By Patrick Lundberg, Design Collective, Inc.
As designers, it’s impossible to not have at least a touch of academia conditioned into our professional beings—long studio hours, highly theoretical instruction, and training to develop creative thought into form are not lost on us. Working full time, it can be difficult to find yourself back in a classroom. Fortunately, a group of our staff at Design Collective has found that opportunity…with fifth graders.
In the fall of 2015, a small group of our staff through the Future Architects Resources (FAR) committee reached out to the administration at Patterson Park Public Charter School (PPPCS).
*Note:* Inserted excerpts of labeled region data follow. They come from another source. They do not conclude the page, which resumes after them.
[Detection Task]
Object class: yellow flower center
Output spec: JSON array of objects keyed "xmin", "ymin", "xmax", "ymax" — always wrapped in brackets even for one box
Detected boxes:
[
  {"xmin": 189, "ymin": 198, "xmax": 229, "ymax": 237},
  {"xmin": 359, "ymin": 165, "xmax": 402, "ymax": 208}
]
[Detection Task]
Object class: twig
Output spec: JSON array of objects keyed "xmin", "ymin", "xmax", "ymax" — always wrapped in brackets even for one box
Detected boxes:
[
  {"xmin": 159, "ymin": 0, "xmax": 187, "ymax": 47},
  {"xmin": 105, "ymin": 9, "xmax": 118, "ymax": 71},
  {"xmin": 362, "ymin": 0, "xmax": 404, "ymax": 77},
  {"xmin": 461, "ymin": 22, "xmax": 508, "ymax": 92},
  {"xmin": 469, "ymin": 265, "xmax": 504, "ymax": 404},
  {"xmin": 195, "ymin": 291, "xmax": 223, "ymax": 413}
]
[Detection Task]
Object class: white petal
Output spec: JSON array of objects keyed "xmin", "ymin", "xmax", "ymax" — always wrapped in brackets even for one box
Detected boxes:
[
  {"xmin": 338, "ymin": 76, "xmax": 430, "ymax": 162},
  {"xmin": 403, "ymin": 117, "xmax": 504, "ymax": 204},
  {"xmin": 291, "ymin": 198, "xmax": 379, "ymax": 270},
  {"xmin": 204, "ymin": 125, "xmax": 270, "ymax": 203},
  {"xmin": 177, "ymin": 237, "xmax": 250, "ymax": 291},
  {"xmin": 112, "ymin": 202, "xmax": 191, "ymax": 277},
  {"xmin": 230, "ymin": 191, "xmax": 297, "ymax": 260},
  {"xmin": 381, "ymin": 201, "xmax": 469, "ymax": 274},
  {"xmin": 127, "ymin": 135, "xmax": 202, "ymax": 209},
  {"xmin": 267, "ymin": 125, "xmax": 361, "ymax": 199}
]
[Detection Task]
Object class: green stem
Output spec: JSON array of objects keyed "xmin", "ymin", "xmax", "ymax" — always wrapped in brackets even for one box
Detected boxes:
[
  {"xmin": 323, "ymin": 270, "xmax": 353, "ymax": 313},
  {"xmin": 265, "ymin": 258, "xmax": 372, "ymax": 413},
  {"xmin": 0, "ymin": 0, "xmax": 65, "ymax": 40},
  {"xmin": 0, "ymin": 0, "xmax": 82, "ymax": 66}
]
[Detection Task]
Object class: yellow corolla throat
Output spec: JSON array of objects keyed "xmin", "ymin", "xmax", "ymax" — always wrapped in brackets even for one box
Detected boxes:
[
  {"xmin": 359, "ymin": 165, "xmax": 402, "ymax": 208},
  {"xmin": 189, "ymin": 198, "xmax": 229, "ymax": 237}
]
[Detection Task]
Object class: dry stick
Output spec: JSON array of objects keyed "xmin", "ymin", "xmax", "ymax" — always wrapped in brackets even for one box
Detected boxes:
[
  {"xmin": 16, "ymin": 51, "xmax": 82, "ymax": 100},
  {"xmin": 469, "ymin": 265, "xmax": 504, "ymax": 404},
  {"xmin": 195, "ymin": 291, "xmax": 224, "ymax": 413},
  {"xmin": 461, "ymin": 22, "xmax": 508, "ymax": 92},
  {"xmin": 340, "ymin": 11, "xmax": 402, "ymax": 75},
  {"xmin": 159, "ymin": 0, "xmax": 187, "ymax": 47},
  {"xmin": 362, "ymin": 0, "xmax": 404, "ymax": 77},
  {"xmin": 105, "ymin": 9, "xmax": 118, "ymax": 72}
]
Both the FAR committee and our staff had been looking to form a partnership with a local school focused on educating students about design and the roles of design professionals. PPPCS was an ideal institution to engage.
PPPCS is a renowned public charter school in our city that looks to promote a community-centered learning environment and aims to offer students hands-on learning experiences. Through these values, combined with a pre-existing relationship between school faculty and members of our DCI team, we began the planning process for a sustainable partnership focusing on the fifth grade class. During late 2015 into early 2016, we held multiple planning sessions between our group at DCI and the fifth grade teachers at PPPCS.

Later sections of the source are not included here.